確定申告で【 障害者控除を入力】✔️するだけで【所得税+住民税】の両方に反映されます。2つのお得!

※ただし1つだけ確認⚠️
確定申告の最後の方に、【住民税に関する事項】というページがあります。
そこに、
「給与から差し引き(特別徴収)」or「自分で納付(普通徴収)」
という選択があります。
会社員なら【給与から差し引き】のままでOKです。
触らなくて大丈夫です。
ココ、忘れないようにしましょう。

 

まとめ

障害者手帳の交付を受けていて、かつ源泉徴収票で障害者控除がされてなかった場合、確定申告で還付申告をすると、最大5年分遡って申告でき、必ず還付されます。

この申告は納税ではなく還付なため、確定申告のタイミングに関わらず1年中いつでも国税庁のe-TAXから申告できます。
この申告をしたら、会社に給与所得者の扶養控除等申告書を提出しましょう。すると次回分からは源泉徴収票に反映され、所得税が安くなります。
また、この障害者控除の申告をすると、所得税だけでなく住民税の控除を受けられるようになり、住民税も最大5年分遡って市役所からの銀行振込あるいは会社の給料から天引きの減額のいずれかで還付があります。
申告することで、次回分からは源泉徴収票で所得税と住民税の両方が引かれるようになり、面倒な申告の必要がなくなります。

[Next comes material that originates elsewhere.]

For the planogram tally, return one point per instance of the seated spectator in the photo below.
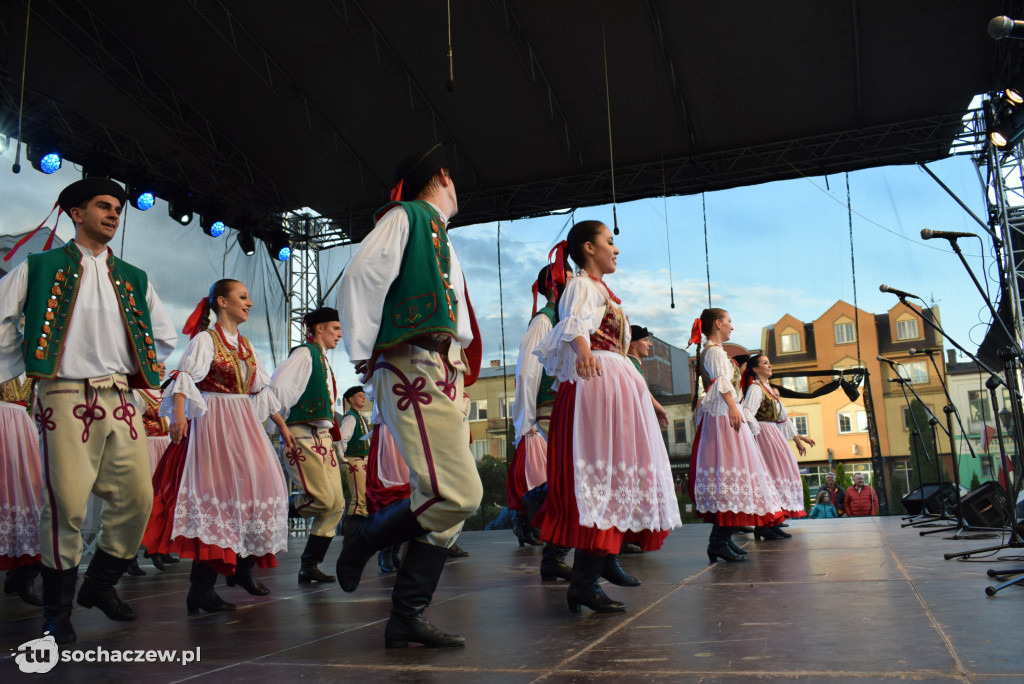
(823, 508)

やることは2つ、還付申告を所得税控除の欄を【障害者控除】でやること。その申告で住民税に関する事項では【給料から差し引き】にすること。会社に【給与所得者の扶養控除等申告書】を提出すること。

これだけです。
意外と知らない方が多く、それだけ損をしている方も多いと思います。
今年の確定申告のタイミングでやらなくても大丈夫なので、是非一度源泉徴収票をご確認ください。もし控除されてなかったら、申告しないととてももったいないですし、家計に余計な負担がかかってしまいますので。
それにしても、こういうのって誰も教えてくれないんですよね……世知辛い世知辛い。